Consumer Reports said Thursday it found personal data from about 8,000 individuals that was unprotected on Home Depot Inc.’s website, although it has now been removed.

Yonkers, New York-based Consumer Reports, a nonprofit independent organization that researches and publishes product ratings and reviews, said in an article released Thursday that, based on an anonymous tip, it found a site that hosted Excel spreadsheets of customer records, including full names, phone numbers, mailing addresses and email addresses of about 8,000 people, as well as other information chronicling the apparent installation complaints of each customer of the Atlanta-based retailer.

It said although the data has been removed, it is unclear how long it was publicly exposed.

Consumer Reports said the internet address that hosted these spreadsheets — along with one random document containing a scanned printout of a customer’s name, address and signature — was part of the HomeDepot.com domain.

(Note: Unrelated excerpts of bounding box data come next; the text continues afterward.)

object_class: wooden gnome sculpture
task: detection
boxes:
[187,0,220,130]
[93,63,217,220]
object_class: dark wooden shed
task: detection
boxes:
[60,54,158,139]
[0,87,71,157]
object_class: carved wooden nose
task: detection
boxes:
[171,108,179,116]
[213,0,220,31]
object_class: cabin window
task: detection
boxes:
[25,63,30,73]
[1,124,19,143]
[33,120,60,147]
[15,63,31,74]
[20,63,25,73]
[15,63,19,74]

It said all the files there were unencrypted, unprotected, discoverable by search engines and “completely accessible to the open Internet.”

“The data leak was small by comparison to many high-profile security incidents of the past few years, but it offers a view into what may well be a vast class of personal information that is offered virtually no legal protection by the various state laws that largely define what is, and is not, a data breach,” said Consumer Reports in the article.

Home Depot said in an emailed statement: "The information was out there, and as hard as it would have been for anyone to find, it shouldn't have been. This was an inadvertent human error that we addressed as soon as we discovered it. Although the data was low-risk, we take the matter very seriously."

Home Depot reached a $25 million settlement with financial institutions connection with its massive 2014 data breach earlier this year.